The task
I am working on a binary classification problem using a SVM classifier. The feature matrix X (650x20) holds brain activity features for 12 subjects. The target array y (650x1) carries the diagnosis of a particular disorder (0 for controls, 1 for patients).
My approach
To evaluate the performance of my classifier, I am using scikit-learn's GridSearchCV
following a LeaveOneGroupOut
cross-validation (CV) scheme. I think this is the most reasonable way to proceed, because for each CV iteration, the information of a particular subject is retained in the test set (this way no positive bias towards this subject occurs).
The issue
For each iteration in the CV process (12 iterations corresponding to the 12 subjects) I have plotted the training accuracy and the test accuracy. Surprisingly, for every fold, the accuracy on the training set (11 subjects) is close to 0.35, while for the test set (1 subject), the accuracy is always 1 but for one of the subjects (0 in this case).

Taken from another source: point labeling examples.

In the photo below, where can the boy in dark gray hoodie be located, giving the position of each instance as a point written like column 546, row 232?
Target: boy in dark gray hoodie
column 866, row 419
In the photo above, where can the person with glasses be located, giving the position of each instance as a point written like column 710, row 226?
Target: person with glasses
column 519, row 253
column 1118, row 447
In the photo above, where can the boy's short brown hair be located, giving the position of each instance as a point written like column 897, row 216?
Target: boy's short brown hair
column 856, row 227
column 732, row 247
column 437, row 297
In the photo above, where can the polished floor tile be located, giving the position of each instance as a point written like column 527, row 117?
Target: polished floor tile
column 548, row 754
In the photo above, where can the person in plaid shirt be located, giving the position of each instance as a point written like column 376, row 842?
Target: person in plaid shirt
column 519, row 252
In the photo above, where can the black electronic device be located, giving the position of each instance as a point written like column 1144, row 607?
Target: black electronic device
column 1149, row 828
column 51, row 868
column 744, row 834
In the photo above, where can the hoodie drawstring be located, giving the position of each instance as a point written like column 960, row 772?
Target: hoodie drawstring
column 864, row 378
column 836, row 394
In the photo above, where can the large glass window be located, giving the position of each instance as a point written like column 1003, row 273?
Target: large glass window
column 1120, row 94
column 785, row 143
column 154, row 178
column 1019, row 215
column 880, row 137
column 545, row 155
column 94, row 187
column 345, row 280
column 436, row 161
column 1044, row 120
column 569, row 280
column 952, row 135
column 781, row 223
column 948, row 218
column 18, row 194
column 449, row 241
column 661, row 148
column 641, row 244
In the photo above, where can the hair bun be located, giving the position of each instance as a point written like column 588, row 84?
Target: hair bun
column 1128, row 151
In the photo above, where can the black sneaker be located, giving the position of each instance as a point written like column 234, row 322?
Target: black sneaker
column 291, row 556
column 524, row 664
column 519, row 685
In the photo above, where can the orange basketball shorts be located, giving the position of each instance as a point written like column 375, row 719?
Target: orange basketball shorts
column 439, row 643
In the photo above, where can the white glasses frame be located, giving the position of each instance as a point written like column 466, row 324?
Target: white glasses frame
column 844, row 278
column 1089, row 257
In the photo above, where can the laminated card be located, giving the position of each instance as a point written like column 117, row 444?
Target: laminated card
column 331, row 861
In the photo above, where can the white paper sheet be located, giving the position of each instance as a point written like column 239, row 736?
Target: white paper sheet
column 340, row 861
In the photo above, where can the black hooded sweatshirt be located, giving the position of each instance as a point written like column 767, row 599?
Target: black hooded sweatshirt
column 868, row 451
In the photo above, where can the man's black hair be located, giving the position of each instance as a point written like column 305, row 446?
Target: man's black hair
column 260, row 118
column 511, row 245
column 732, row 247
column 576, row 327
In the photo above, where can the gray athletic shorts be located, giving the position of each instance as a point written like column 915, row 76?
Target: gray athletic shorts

Here is a scheme of the CV approach that I applied:
And here is the accuracy score for each CV iteration:
My thoughts
- My first thought was that, since for each fold the amount of training data is roughly 10 times bigger than the test data, classification on the training set would be more challenging compared to the test set (which only holds data from a particular subject). However, 0.35 seems a very poor score compared to the results yielded on the test set (0.92 on average).
- Then, I also considered that the classifier could be just too bad. However, if this was the case, I would expect a very poor accuracy also on the test set.
I would appreciate if someone could shed some light on this.